Bipartisan 340B SUSTAIN Bill Seeks to Reform the Program

As shared last week, a bipartisan group of six Senators released a discussion draft of a bill (the SUSTAIN 340B Act) that is perceived as a positive step in the 340B debate. This draft bill contains many positive policies from a Community Health Center perspective. These include:

  • It explicitly allows for contract pharmacies and prohibits drug makers from placing conditions on them.
  • It bans 340B discrimination (“pick-pocketing”) by including the text of the PROTECT 340B bill verbatim.
  • While it requires reporting on the use of 340B savings, it does not require covered entities to explicitly quantify those savings and allows savings to be used for both “healthcare services” and “health-related benefits.”
  • It creates a national data clearinghouse to streamline the process of submitting claims-level data to various payers and explicitly bans requirements that pharmacies put 340B modifiers on claims.
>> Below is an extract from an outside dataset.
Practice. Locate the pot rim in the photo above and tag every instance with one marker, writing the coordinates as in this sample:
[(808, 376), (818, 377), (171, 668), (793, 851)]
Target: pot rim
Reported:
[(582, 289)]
On the other hand, the bill: requires all contract pharmacies to offer a “sliding fee scale” on drug costs to self-pay patients with incomes up to at least 200% FPL; imposes user fees on all covered entities (the amount is to be determined, but the bill suggests 0.01 percent of a covered entity’s average 340B savings over the past 5 years); and requires covered entities to repay manufacturers for duplicate discounts on Medicaid drugs. This two-page overview of the 340b reform bill focuses on issues of interest to Community Health Centers. Initial reactions from a range of 340B stakeholders have been positive. The Senators also released a Request for Information on three key areas – contract pharmacies, patient definition, and hospital child sites (including whether there should be limits on the number or location of contract pharmacy locations) with comments due by April 1.